Macdonald polynomials and symmetric functions

TL;DR

This paper explores the structure of symmetric functions, introduces deformations of Schur functions including Macdonald polynomials, and proves a generating function identity for them, advancing understanding of their algebraic properties.

Contribution

It generalizes the basis of Schur functions using umbral calculus and proves a key generating function identity for Macdonald polynomials.

Findings

Deformation of Schur basis via umbral calculus.

Introduction of new bases with Littlewood--Richardson structure constants.

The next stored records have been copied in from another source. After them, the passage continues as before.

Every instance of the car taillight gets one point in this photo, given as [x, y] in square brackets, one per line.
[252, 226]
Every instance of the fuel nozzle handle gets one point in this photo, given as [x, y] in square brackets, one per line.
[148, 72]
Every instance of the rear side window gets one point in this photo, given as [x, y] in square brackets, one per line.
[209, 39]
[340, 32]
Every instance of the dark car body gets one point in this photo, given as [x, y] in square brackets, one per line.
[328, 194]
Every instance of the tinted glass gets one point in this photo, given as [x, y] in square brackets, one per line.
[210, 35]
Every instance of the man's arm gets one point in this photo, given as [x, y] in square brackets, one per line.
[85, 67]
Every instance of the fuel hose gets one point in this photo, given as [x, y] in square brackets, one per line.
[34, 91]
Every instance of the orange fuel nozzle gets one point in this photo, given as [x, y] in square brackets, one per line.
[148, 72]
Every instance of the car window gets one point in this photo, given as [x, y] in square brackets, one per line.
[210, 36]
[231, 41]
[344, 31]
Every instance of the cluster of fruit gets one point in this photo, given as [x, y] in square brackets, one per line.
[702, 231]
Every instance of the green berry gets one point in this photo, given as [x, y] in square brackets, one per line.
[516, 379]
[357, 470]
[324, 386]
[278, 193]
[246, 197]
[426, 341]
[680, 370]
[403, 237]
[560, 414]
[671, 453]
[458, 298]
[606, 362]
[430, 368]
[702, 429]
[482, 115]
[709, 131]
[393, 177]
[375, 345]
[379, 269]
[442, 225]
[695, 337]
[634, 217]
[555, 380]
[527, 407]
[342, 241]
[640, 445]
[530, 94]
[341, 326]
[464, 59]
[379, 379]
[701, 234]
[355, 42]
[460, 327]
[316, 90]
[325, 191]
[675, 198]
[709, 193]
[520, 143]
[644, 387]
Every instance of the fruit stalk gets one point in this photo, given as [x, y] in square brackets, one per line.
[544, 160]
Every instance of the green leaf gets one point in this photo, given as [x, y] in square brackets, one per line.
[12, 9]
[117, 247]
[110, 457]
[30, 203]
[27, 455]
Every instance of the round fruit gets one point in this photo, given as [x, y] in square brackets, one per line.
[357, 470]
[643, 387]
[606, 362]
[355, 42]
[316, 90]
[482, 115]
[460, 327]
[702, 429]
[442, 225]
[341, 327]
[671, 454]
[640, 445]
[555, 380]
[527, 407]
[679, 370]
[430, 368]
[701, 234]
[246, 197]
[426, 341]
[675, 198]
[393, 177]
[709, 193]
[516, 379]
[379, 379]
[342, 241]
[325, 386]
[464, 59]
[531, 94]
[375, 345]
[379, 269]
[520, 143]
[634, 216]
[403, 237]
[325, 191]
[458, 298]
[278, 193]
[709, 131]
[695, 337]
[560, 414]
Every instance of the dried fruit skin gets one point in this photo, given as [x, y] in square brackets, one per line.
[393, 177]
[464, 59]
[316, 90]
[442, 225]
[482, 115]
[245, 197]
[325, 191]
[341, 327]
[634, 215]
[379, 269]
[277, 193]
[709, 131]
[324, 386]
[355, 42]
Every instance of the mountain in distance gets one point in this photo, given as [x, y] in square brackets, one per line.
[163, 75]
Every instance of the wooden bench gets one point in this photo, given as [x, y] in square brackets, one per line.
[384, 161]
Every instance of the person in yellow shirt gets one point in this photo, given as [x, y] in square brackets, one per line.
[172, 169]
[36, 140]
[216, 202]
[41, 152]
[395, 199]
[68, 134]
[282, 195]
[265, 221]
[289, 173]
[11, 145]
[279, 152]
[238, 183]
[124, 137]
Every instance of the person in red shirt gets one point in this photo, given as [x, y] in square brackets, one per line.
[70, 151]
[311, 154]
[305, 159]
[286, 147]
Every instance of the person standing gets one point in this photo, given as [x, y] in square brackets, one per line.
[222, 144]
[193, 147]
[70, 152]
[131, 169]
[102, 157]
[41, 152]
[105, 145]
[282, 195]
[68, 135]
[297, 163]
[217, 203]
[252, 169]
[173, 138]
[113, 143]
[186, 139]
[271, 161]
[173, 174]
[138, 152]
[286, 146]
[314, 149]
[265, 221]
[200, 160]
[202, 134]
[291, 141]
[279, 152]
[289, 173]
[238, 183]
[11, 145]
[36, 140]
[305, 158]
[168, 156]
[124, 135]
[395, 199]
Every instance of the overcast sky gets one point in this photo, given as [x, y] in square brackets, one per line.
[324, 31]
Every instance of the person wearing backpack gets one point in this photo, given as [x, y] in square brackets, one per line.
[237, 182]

Proof of Kawanaka's generating function identity for Macdonald polynomials.

Abstract

The ring of symmetric functions $\Lambda$, with natural basis given by the Schur functions, arise in many different areas of mathematics. For example, as the cohomology ring of the grassmanian, and as the representation ring of the symmetric group. One may define a coproduct on $\Lambda$ by the plethystic addition on alphabets. In this way the ring of symmetric functions becomes a Hopf algebra. The Littlewood--Richardson numbers may be viewed as the structure constants for the co-product in the Schur basis. In the first part of this thesis we show that by using a generalization of the classical umbral calculus of Gian-Carlo Rota, one may deform the basis of Schur functions to find many other bases for which the Littlewood--Richardson numbers as coproduct structure constants. The Macdonald polynomials are a somewhat mysterious qt-deformation of the Schur functions. The second part of this thesis contains a proof a generating function identity for the Macdonald polynomials which was originally conjectured by Kawanaka.